A hospital engineer keeps a chaotic workplace functioning in Clear’s debut novel.
Phil Stewart is the chief engineer at a hospital that seems to be falling apart. There are plumbing issues, mysterious power outages, and skyrocketing renovation costs, among other issues. Phil solves a series of problems, often fighting against the opposition of the nursing staff. He also has an ailing mother who lives far away, so he moves her to a nursing home closer to his house so he can better see to her care. A new administrator shakes things up at the hospital, and Phil’s biggest source of anguish are the policies of the corporation that owns the facility, which often contradict what’s best for the patients. The hospital also gets hit with Covid-19, and Phil has to deal with an aging workforce at risk and his suspicion that some of the staff don’t know how to operate the equipment he’s responsible for maintaining.

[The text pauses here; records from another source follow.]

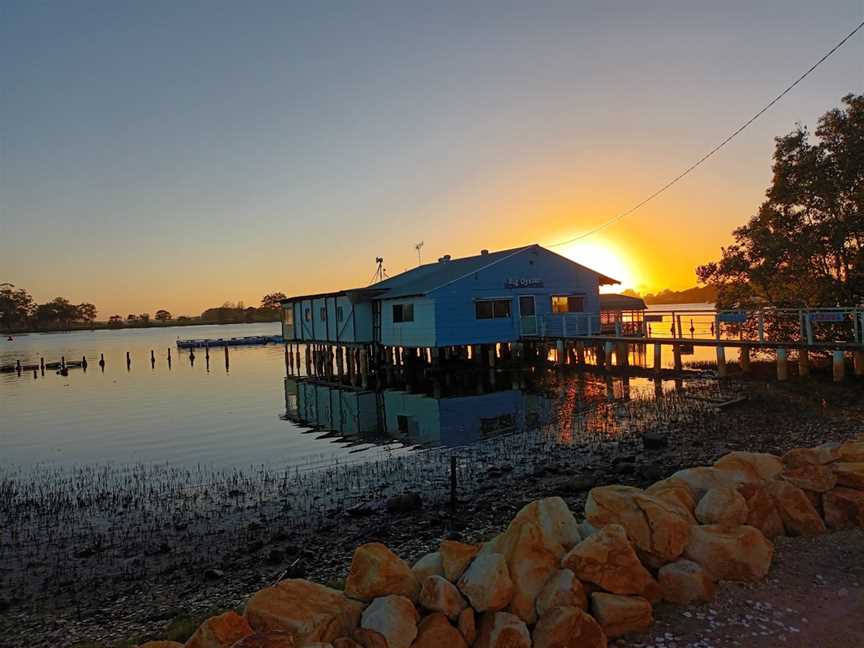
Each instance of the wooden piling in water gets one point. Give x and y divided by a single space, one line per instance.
803 363
839 362
782 365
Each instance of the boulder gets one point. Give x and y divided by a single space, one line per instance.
685 581
553 516
762 465
220 631
486 583
437 594
502 630
568 627
739 554
607 560
394 617
428 565
376 571
811 477
723 505
818 456
310 612
270 640
844 508
435 631
455 558
852 452
369 638
761 511
677 493
800 517
658 529
563 589
530 563
620 615
850 474
468 626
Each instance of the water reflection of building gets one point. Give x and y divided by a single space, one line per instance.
413 419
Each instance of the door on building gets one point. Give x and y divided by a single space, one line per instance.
527 316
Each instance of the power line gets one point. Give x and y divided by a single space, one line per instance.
710 153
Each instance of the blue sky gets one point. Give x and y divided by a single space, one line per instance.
179 154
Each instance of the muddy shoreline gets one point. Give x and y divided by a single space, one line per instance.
187 581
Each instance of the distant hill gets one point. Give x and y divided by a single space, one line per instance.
695 295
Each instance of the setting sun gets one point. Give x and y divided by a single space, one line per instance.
602 256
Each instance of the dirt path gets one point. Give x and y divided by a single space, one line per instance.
813 598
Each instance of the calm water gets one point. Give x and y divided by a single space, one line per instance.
188 414
236 415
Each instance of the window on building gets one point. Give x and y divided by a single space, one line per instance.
568 303
492 308
403 313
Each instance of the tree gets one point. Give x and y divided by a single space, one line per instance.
271 301
16 307
805 245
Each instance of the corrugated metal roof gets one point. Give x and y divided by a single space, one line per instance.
613 302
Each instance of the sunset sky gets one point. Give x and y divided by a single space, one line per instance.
178 154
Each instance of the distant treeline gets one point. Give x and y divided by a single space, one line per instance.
19 314
696 295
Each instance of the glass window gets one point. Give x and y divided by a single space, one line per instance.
492 308
568 303
403 313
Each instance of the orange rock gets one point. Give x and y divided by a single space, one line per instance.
486 583
811 477
764 465
800 517
563 589
620 615
376 571
468 626
685 581
437 594
607 559
220 631
502 630
455 558
740 553
762 513
844 508
267 640
568 627
657 529
310 612
394 617
723 505
435 631
818 456
850 474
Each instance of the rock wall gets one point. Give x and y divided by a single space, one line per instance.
550 582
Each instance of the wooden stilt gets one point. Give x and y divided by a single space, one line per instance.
782 365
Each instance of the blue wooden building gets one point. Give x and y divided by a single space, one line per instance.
494 297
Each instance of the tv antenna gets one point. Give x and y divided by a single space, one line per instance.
380 272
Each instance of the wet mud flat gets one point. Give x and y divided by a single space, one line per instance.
114 556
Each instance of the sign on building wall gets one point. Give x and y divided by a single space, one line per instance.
523 283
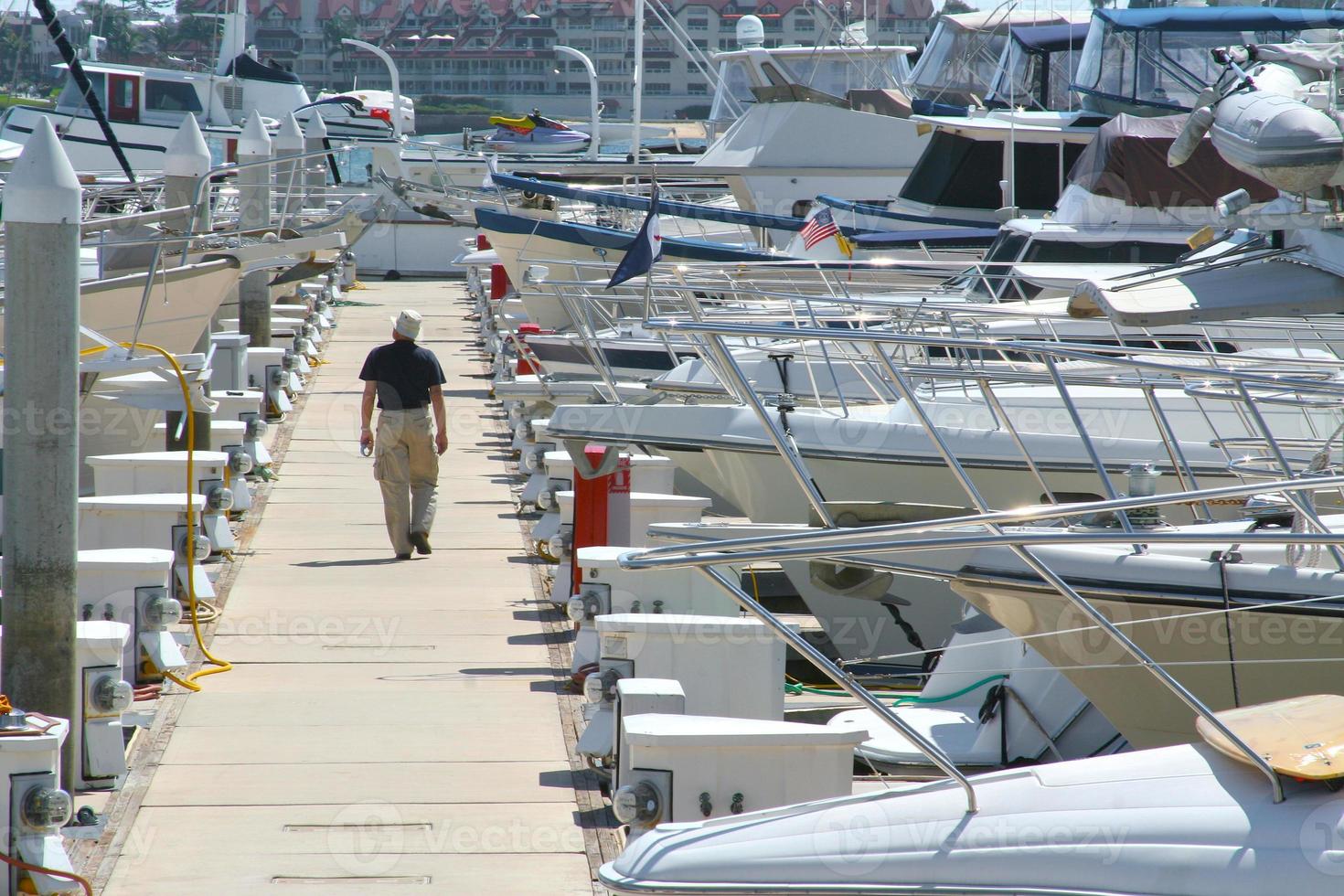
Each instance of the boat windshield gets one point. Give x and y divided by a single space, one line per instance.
857 70
961 172
957 62
997 283
70 98
734 93
832 70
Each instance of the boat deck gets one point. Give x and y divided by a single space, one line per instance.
386 723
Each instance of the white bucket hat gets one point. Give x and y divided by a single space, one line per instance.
408 324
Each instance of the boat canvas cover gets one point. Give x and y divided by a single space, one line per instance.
1321 57
245 66
1126 160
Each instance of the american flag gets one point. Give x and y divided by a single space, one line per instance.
820 228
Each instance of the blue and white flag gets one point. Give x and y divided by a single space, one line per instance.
645 249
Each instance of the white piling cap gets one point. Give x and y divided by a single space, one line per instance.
316 126
187 156
42 187
291 136
254 142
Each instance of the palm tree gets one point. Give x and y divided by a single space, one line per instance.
112 23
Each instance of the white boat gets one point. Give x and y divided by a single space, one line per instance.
534 133
145 105
1176 821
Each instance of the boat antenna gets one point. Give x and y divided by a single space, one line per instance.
77 73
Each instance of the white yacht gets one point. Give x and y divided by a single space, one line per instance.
145 105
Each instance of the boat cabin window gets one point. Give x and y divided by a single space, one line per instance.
734 93
1008 245
963 172
171 96
773 76
70 97
957 63
1109 252
859 70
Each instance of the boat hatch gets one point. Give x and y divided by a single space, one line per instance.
123 97
1300 736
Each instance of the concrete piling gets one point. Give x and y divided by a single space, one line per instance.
254 211
315 139
42 211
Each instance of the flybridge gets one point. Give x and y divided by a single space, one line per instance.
1146 59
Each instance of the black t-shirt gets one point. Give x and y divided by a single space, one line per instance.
403 372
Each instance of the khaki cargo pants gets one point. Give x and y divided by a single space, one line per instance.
406 466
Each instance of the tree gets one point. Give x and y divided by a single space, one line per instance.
14 45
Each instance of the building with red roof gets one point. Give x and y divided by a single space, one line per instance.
502 50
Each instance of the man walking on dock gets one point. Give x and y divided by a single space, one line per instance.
405 379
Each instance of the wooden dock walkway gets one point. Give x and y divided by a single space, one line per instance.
389 727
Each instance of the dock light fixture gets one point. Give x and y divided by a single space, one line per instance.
219 498
162 612
1232 203
637 804
112 695
199 543
601 687
558 544
240 463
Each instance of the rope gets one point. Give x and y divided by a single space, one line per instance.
1298 555
912 700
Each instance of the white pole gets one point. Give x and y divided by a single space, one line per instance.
254 214
594 123
397 80
42 209
637 80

He starts to believe that the technology that’s made the staff’s lives easier is also making them less competent, because machines are doing most of their work for them. When Phil’s mother is admitted to a different hospital, he finds it hard to trust those caring for her. As the novel progresses, there are several scenes of long administrative meetings that bog down the proceedings with excessive detail that may not be of much interest to readers who aren’t hospital administrators themselves; for example, there are several scenes just about upgrading hardware in the mental health unit. That said, the sections in which Phil works out solutions to the issues that face him are often engaging. The fact that these moments sit side by side with scenes detailing administrative conferences about body wipes and parking spaces, however, makes the book read more like a hospital-engineering troubleshooting manual than a novel, at times.
A sometimes-intriguing but longwinded look at day-to-day hospital life.